Sulla frattura tra luogo e sacro e su come ricomporla in cima

Pare che sulle cime di alcune montagne d’Appennino le antiche popolazioni italiche avessero la consuetudine di creare auguracoli. In sostanza degli osservatori, postazioni dalle quali un augure, per conto dell’officiante, potesse osservare e ascoltare un quadrante di cielo per verificare l’augurio e l’auspicio.

L’augure incaricato del rito, dopo il patto sancito con la divinità dall’officiante, doveva verificare se quello fosse gradito dagli dèi invocati. Perciò tendeva l’orecchio per ascoltare i versi di determinati uccelli provenienti da destra o da sinistra: la cornacchia e l’upupa da destra; il picchio e la gazza da sinistra.
Se ciò accadeva, l’augure trasmetteva il messaggio all’officiante e l’augurio era favorevole. Si poteva così passare all’auspicio, cioè all’osservazione del volo degli uccelli nel quadrante designato. Se tutto era in ordine, si compivano i sacrifici, termine che rimanda all’attività propria del sacrum facere.

Come tutti i riti, anche questi non erano semplice superstizione, ma consentivano di osservare la realtà da una diversa angolazione. Permettevano cioè di stabilire una connessione tra terra e cielo, nella definizione di uno spazio sacro dove l’augure diventava un ponte tra diversi mondi, contenendoli, in qualche modo, in sé stesso. L’augure era dunque un mediatore, oppure un’antenna, alla ricerca di un’epifania, di un’apparizione del sacro, da trasmettere e condividere con la comunità.

Così oggi, 6 gennaio, da una delle cime più appuntite del morbido Appennino centrale, proviamo a osservare il cielo intorno e sopra la Valnerina, con occhi antichi, in cerca di epifanie, da una montagna non elevata, ma che – non per caso – si chiama Solenne.

Qui sopra, da questo belvedere che consente di abbracciare con lo sguardo il Terminillo, i Sibillini, la Laga, a volte perfino il Gran Sasso e il Soratte, i Martani e l’Amiata, si possono ammirare altre epifanie.

Forse qui un auguracolo c’era davvero. Di certo alle pendici del Solenne ci sono torri e castelli, grotte e cavità che ospitarono eremiti. C’è, soprattutto, una delle più importanti abbazie dei primi secoli della cristianità: San Pietro in Valle, fondata dai duchi Longobardi di Spoleto, quasi come un segnavia sulla strada in salita verso il sacro delle cime.
Quel che abbiamo avvertito oggi, salendo dalla valle, è il bisogno della ricerca di senso, di spazio dentro e fuori, di orizzonti, di bellezza per dimenticare sé stessi, per assottigliare il proprio io.

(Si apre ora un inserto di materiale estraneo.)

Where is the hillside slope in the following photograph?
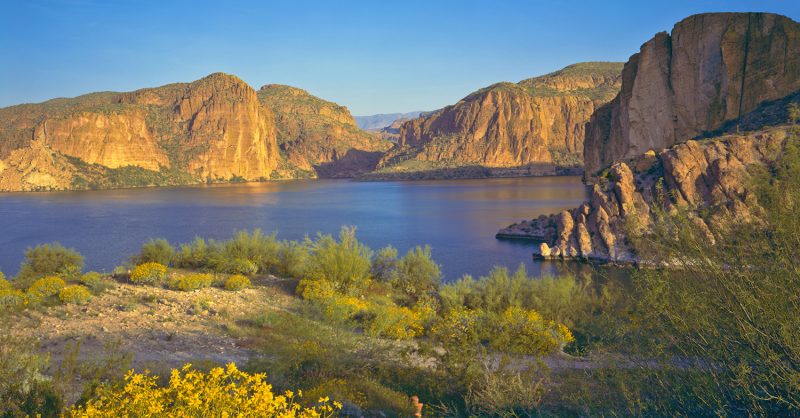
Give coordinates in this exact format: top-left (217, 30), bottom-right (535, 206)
top-left (380, 63), bottom-right (622, 176)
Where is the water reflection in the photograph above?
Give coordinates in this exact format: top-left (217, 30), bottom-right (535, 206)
top-left (0, 177), bottom-right (586, 280)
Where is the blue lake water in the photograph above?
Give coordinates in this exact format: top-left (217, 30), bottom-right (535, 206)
top-left (0, 177), bottom-right (587, 280)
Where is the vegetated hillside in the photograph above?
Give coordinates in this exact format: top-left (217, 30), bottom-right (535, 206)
top-left (0, 73), bottom-right (390, 191)
top-left (498, 13), bottom-right (800, 262)
top-left (258, 84), bottom-right (391, 177)
top-left (380, 62), bottom-right (622, 176)
top-left (584, 13), bottom-right (800, 178)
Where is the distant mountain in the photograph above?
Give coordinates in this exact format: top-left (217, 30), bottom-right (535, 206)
top-left (354, 111), bottom-right (429, 131)
top-left (379, 62), bottom-right (622, 174)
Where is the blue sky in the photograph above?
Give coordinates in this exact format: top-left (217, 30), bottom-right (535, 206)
top-left (0, 0), bottom-right (800, 115)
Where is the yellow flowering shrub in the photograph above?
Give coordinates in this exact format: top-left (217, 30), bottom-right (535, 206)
top-left (167, 273), bottom-right (214, 292)
top-left (131, 263), bottom-right (167, 284)
top-left (224, 274), bottom-right (250, 292)
top-left (321, 294), bottom-right (369, 322)
top-left (68, 363), bottom-right (341, 418)
top-left (28, 276), bottom-right (67, 302)
top-left (431, 307), bottom-right (480, 347)
top-left (0, 288), bottom-right (27, 311)
top-left (491, 306), bottom-right (574, 354)
top-left (295, 279), bottom-right (336, 301)
top-left (366, 304), bottom-right (423, 340)
top-left (58, 284), bottom-right (92, 305)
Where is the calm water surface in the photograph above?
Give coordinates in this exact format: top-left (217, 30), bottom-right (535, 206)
top-left (0, 177), bottom-right (587, 280)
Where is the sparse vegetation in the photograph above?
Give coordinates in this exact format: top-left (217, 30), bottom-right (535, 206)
top-left (130, 262), bottom-right (167, 285)
top-left (14, 243), bottom-right (83, 289)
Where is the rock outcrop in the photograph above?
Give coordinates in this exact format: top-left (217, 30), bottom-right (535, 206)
top-left (258, 84), bottom-right (392, 177)
top-left (584, 13), bottom-right (800, 180)
top-left (0, 73), bottom-right (391, 191)
top-left (498, 125), bottom-right (794, 262)
top-left (380, 63), bottom-right (622, 171)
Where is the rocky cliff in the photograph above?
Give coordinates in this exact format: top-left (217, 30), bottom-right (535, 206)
top-left (584, 13), bottom-right (800, 179)
top-left (380, 63), bottom-right (622, 171)
top-left (0, 73), bottom-right (391, 191)
top-left (258, 84), bottom-right (391, 177)
top-left (498, 126), bottom-right (797, 262)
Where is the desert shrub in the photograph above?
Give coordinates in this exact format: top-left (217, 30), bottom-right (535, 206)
top-left (275, 241), bottom-right (308, 278)
top-left (490, 307), bottom-right (574, 356)
top-left (295, 279), bottom-right (336, 301)
top-left (224, 274), bottom-right (250, 292)
top-left (130, 263), bottom-right (167, 285)
top-left (58, 284), bottom-right (92, 305)
top-left (15, 243), bottom-right (83, 288)
top-left (365, 304), bottom-right (423, 340)
top-left (78, 271), bottom-right (113, 295)
top-left (131, 238), bottom-right (175, 266)
top-left (68, 363), bottom-right (341, 417)
top-left (218, 258), bottom-right (258, 276)
top-left (306, 227), bottom-right (372, 294)
top-left (0, 333), bottom-right (63, 418)
top-left (0, 290), bottom-right (25, 311)
top-left (173, 237), bottom-right (210, 269)
top-left (167, 273), bottom-right (214, 292)
top-left (439, 265), bottom-right (625, 353)
top-left (465, 362), bottom-right (546, 417)
top-left (28, 276), bottom-right (67, 303)
top-left (371, 245), bottom-right (398, 282)
top-left (430, 307), bottom-right (482, 385)
top-left (392, 245), bottom-right (442, 303)
top-left (222, 229), bottom-right (280, 274)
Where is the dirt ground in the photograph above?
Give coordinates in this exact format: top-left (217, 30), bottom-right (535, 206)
top-left (10, 278), bottom-right (293, 371)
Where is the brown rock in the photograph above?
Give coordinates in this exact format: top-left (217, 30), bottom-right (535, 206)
top-left (380, 63), bottom-right (621, 171)
top-left (584, 13), bottom-right (800, 178)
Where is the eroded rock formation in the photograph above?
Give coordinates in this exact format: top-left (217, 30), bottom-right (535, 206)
top-left (498, 125), bottom-right (793, 262)
top-left (380, 63), bottom-right (622, 171)
top-left (584, 13), bottom-right (800, 179)
top-left (258, 84), bottom-right (392, 177)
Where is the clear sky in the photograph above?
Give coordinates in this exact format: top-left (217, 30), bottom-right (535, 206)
top-left (0, 0), bottom-right (800, 115)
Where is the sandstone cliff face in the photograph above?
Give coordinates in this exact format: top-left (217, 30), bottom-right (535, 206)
top-left (258, 84), bottom-right (391, 177)
top-left (584, 13), bottom-right (800, 178)
top-left (498, 126), bottom-right (792, 262)
top-left (381, 63), bottom-right (621, 173)
top-left (0, 73), bottom-right (280, 190)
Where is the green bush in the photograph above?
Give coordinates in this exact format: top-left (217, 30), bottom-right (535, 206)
top-left (219, 258), bottom-right (258, 276)
top-left (15, 243), bottom-right (83, 287)
top-left (222, 229), bottom-right (280, 273)
top-left (371, 245), bottom-right (398, 282)
top-left (28, 276), bottom-right (67, 303)
top-left (174, 237), bottom-right (210, 269)
top-left (392, 245), bottom-right (442, 303)
top-left (131, 238), bottom-right (175, 266)
top-left (0, 332), bottom-right (64, 418)
top-left (58, 284), bottom-right (92, 305)
top-left (130, 263), bottom-right (167, 285)
top-left (167, 273), bottom-right (214, 292)
top-left (224, 274), bottom-right (250, 292)
top-left (365, 304), bottom-right (424, 340)
top-left (275, 241), bottom-right (309, 279)
top-left (0, 290), bottom-right (25, 311)
top-left (306, 227), bottom-right (372, 294)
top-left (78, 271), bottom-right (112, 295)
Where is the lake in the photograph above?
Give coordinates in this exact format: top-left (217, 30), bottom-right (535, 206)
top-left (0, 177), bottom-right (587, 280)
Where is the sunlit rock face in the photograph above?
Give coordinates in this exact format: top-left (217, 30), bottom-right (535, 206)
top-left (584, 13), bottom-right (800, 180)
top-left (380, 63), bottom-right (622, 168)
top-left (258, 84), bottom-right (392, 177)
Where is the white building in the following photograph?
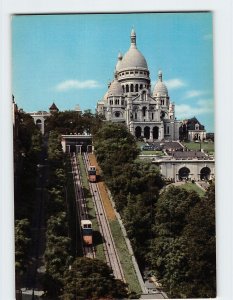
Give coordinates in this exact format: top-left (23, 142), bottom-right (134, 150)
top-left (97, 29), bottom-right (181, 141)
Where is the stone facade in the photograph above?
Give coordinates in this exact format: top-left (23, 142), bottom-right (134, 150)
top-left (180, 117), bottom-right (206, 142)
top-left (97, 30), bottom-right (181, 141)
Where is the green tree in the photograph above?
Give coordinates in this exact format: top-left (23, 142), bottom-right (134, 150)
top-left (61, 258), bottom-right (127, 300)
top-left (149, 187), bottom-right (216, 298)
top-left (15, 219), bottom-right (31, 272)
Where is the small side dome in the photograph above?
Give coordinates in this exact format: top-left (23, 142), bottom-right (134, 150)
top-left (103, 91), bottom-right (108, 103)
top-left (153, 71), bottom-right (168, 97)
top-left (116, 52), bottom-right (123, 71)
top-left (108, 78), bottom-right (123, 97)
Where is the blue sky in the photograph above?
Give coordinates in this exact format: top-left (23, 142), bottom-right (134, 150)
top-left (12, 12), bottom-right (214, 132)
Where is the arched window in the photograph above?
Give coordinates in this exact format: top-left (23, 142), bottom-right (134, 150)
top-left (144, 126), bottom-right (150, 139)
top-left (135, 126), bottom-right (142, 139)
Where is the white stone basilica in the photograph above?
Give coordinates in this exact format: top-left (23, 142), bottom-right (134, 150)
top-left (97, 29), bottom-right (181, 141)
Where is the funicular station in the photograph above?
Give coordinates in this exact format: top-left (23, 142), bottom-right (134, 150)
top-left (61, 134), bottom-right (93, 153)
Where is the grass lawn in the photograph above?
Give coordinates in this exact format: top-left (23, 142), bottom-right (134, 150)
top-left (140, 150), bottom-right (164, 156)
top-left (182, 142), bottom-right (214, 154)
top-left (109, 220), bottom-right (142, 294)
top-left (180, 182), bottom-right (205, 196)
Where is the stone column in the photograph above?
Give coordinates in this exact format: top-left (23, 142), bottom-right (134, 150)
top-left (150, 127), bottom-right (153, 142)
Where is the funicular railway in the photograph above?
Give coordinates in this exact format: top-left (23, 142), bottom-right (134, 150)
top-left (83, 153), bottom-right (125, 281)
top-left (70, 153), bottom-right (125, 282)
top-left (70, 153), bottom-right (95, 258)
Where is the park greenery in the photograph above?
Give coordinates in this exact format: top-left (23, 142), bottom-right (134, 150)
top-left (94, 122), bottom-right (216, 298)
top-left (14, 111), bottom-right (42, 288)
top-left (14, 111), bottom-right (216, 300)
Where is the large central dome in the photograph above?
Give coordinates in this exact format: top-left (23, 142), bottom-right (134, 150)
top-left (120, 29), bottom-right (148, 70)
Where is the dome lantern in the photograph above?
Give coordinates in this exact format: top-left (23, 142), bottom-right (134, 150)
top-left (153, 70), bottom-right (168, 97)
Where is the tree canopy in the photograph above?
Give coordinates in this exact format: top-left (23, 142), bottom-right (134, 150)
top-left (61, 258), bottom-right (127, 300)
top-left (149, 185), bottom-right (216, 298)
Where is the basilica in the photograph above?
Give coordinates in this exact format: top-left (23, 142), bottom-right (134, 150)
top-left (97, 29), bottom-right (181, 141)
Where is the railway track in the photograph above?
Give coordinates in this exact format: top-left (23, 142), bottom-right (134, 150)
top-left (70, 153), bottom-right (96, 258)
top-left (83, 153), bottom-right (126, 282)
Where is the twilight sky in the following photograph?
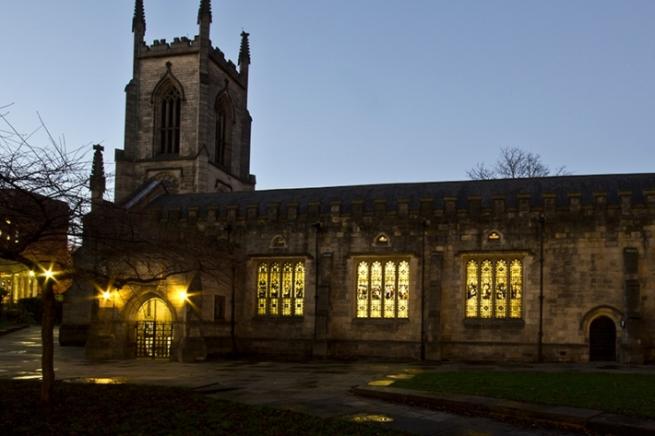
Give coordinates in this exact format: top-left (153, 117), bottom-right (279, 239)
top-left (0, 0), bottom-right (655, 189)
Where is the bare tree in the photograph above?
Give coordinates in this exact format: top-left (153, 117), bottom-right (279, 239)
top-left (466, 147), bottom-right (569, 180)
top-left (0, 107), bottom-right (235, 405)
top-left (0, 106), bottom-right (89, 404)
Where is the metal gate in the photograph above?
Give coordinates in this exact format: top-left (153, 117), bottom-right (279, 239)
top-left (589, 316), bottom-right (616, 361)
top-left (136, 321), bottom-right (173, 359)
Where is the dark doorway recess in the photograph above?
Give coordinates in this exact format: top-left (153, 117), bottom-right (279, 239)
top-left (589, 316), bottom-right (616, 362)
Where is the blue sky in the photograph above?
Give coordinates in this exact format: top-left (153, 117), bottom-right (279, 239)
top-left (0, 0), bottom-right (655, 189)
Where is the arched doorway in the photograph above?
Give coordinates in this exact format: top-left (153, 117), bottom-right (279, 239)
top-left (136, 298), bottom-right (173, 359)
top-left (589, 316), bottom-right (616, 362)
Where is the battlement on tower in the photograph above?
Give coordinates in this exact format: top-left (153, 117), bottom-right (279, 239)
top-left (138, 36), bottom-right (246, 87)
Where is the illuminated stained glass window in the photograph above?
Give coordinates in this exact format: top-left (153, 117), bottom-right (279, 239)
top-left (357, 262), bottom-right (368, 318)
top-left (466, 260), bottom-right (480, 318)
top-left (509, 259), bottom-right (523, 318)
top-left (356, 259), bottom-right (409, 318)
top-left (257, 261), bottom-right (305, 317)
top-left (293, 262), bottom-right (305, 316)
top-left (257, 264), bottom-right (268, 315)
top-left (466, 258), bottom-right (523, 319)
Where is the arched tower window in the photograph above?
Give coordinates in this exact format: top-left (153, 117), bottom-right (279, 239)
top-left (158, 85), bottom-right (182, 154)
top-left (216, 109), bottom-right (227, 165)
top-left (214, 91), bottom-right (234, 167)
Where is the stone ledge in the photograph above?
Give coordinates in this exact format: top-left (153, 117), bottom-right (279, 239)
top-left (352, 386), bottom-right (655, 435)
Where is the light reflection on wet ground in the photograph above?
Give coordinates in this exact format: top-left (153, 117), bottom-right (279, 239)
top-left (349, 413), bottom-right (394, 423)
top-left (64, 377), bottom-right (127, 385)
top-left (0, 328), bottom-right (580, 436)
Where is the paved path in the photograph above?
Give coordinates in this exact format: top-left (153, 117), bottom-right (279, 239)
top-left (0, 328), bottom-right (576, 436)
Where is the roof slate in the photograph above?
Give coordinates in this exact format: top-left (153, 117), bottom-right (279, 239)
top-left (150, 173), bottom-right (655, 215)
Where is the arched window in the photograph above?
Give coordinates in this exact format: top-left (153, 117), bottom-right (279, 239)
top-left (158, 85), bottom-right (182, 154)
top-left (356, 258), bottom-right (409, 318)
top-left (216, 109), bottom-right (227, 165)
top-left (465, 257), bottom-right (523, 319)
top-left (214, 91), bottom-right (234, 166)
top-left (257, 259), bottom-right (305, 317)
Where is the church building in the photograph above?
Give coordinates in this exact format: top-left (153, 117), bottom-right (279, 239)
top-left (60, 0), bottom-right (655, 363)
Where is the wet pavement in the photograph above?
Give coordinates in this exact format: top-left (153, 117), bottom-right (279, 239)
top-left (0, 327), bottom-right (567, 436)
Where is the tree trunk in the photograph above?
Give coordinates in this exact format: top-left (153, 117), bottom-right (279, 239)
top-left (41, 279), bottom-right (55, 406)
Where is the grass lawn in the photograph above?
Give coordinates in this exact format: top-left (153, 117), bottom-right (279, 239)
top-left (393, 371), bottom-right (655, 418)
top-left (0, 380), bottom-right (399, 435)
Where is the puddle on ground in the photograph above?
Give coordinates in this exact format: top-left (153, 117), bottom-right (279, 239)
top-left (368, 379), bottom-right (394, 386)
top-left (64, 377), bottom-right (127, 385)
top-left (387, 373), bottom-right (414, 380)
top-left (348, 413), bottom-right (393, 423)
top-left (11, 374), bottom-right (41, 380)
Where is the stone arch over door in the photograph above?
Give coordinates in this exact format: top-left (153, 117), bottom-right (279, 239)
top-left (581, 306), bottom-right (623, 361)
top-left (124, 292), bottom-right (179, 359)
top-left (589, 316), bottom-right (617, 362)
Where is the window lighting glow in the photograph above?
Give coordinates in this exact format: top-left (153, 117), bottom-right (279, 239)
top-left (43, 268), bottom-right (55, 280)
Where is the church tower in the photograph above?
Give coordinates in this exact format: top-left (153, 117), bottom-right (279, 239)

È l’ormai consueto bisogno d’Appennino, di ritrovare una terra, una patria e una madre, in un viaggio all’origine, in un ritorno al primato dell’essenziale e all’essenza della bellezza partorita dai luoghi.

L’arte creativa rivela la bellezza là dove altrimenti l’avremmo ignorata. Lo stesso vale per i luoghi numinosi (o aureati, come scriveva Elémire Zolla), che sono capaci di diminuirti per farti diventare immenso, di accompagnarti laddove la divinità non ha bisogno di fede, ma solo di essere riconosciuta.

Nella nostra storia ci sono state fasi nelle quali la frattura tra luogo e vita, tra luogo e sacro, si è manifestata in maniera più forte. È avvenuto anche nell’antichità italica e appenninica, con il passaggio dai Di Indigetes, le divinità dell’origine, geni dei luoghi e da loro stessi generate, agli dei importati dalle province orientali.
Ma sta succedendo anche ora, nelle more di questa lunga pandemia, che accentua la tendenza allo sradicamento già in atto e alla clausura apparentemente open delle bolle digitali, impigliati nella rete, trionfo delle connessioni virtuali e del non-luogo.

Chi ha vissuto e chi vive più vicino alle origini, ai luoghi e alle forze primordiali del cosmo, vede le cose da un’altra prospettiva. Come accade da questa cima-auguracolo, dove nell’aria fine e nel contrasto tra l’azzurro del cielo terso e il bianco delle nevi invernali sulle vette della catena, si coglie il significato e la potenza del luogo, nell’intersezione del cielo disegnata dal volo di un uccello e nella scomposizione del silenzio frammentato dal suo verso; luogo, terra e cielo, osservatore e osservato, essere e ente possono diventare così una cosa sola.

Il silenzio che troppo spesso manca nei riti superstiti e nelle chiese di oggi, ricompare, numinoso, nelle radure e sulle cime.
L’auguracolo del monte Solenne, per qualche minuto, può tornare in funzione.